Diminution de la mortalité de 10 %.

La solidité de l’étude a de quoi confondre. Le dépistage du cancer du sein a été lancé en 1996 dans quelques comtés avant d’être étendu sur le plan géographique les neuf années suivantes. Il était proposé tous les deux ans aux femmes âgées de 50 à 69 ans. Grâce à la mise en place graduelle du dépistage en Norvège, les épidémiologistes ont pu comparer la mortalité par cancer du sein entre quatre groupes de femmes : deux groupes de 1996 à 2005, l’un ayant participé au dépistage, l’autre non ; deux autres groupes historiques entre 1986 et 1995, reflétant les deux premiers. Depuis la mise en place du dépistage organisé, la mortalité a effectivement baissé dans le groupe avec intervention, avec une diminution relative de la mortalité de 10 %. Cela étant, elle a baissé également dans le groupe sans dépistage, ce qui ramène la part attribuable au dépistage à un tiers seulement dans la diminution de la mortalité. Dans le groupe dépistage, la mortalité était ainsi diminuée de 7,2 décès pour 100 000 personne/années versus 4,8 dans le groupe non dépisté, soit une différence entre les 2 groupes de 2,4 décès pour 100 000 personnes-années.

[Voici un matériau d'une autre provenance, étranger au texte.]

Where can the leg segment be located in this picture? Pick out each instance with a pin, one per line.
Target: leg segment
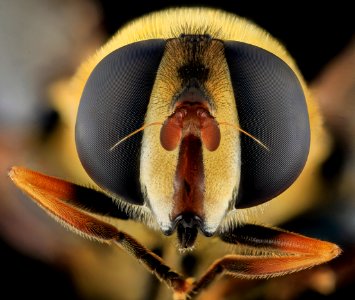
(273, 252)
(61, 199)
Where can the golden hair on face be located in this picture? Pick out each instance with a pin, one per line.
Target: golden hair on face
(170, 23)
(188, 120)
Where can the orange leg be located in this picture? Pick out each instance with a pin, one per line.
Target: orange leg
(60, 199)
(274, 251)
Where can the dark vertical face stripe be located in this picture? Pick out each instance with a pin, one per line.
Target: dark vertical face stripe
(271, 106)
(113, 105)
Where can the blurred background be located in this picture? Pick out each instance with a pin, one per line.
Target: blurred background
(42, 42)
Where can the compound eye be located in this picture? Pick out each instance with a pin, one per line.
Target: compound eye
(271, 106)
(113, 104)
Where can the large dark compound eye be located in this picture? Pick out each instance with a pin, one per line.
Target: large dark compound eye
(113, 105)
(271, 106)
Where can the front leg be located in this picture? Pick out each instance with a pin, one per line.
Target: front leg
(273, 252)
(65, 201)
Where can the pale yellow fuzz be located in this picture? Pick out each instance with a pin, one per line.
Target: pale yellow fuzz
(221, 25)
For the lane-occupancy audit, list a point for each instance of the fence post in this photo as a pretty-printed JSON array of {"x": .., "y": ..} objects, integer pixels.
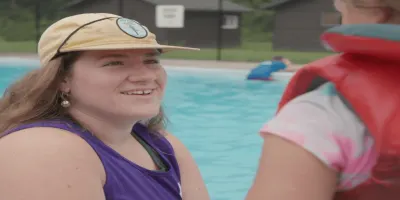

Coupler les interventions.

« Le problème ne se pose pas en terme de choix entre dépistage et amélioration de la prise en charge, insiste le Dr Séradour. Il faut coupler les deux interventions, l’un ne va pas sans l’autre. Et nous ne sommes pas en retard en France par rapport aux autres pays européens ! Le dépistage aux Pays-Bas, qui était pourtant en avance par rapport à celui du Royaume-Uni, est finalement moins performant, car les Néerlandais n’ont pas su, comme les Britanniques, le coupler à des unités spécialisées. On peut effectivement perdre le bénéfice du dépistage si la prise en charge ultérieure ne suit pas.Le délai de prise en charge est un facteur très important pour le pronostic. C’est un effet boule de neige, poursuit la sénologue. La mise en place d’un programme de dépistage bouscule les habitudes. Elle peut mettre en lumière des insuffisances médicales, ce qui pousse les équipes à améliorer leurs pratiques. » Le dépistage évolue aussi, avec un basculement vers la mammographie numérique. « On se rend bien compte que cette nouvelle technologie ne détecte pas tout à fait de la même façon, s’interroge la spécialiste. Cette mutation du type d’appareil de radiologie peut modifier le dépistage. Et on ne sait pas très bien encore comment. Il est vraisemblable qu’il soit plus performant pour certaines tumeurs, qu’il le soit moins pour d’autres. Tout cela reste à évaluer. »

N Engl J Med, 363; 13, 1203-1210, 23 septembre 2010.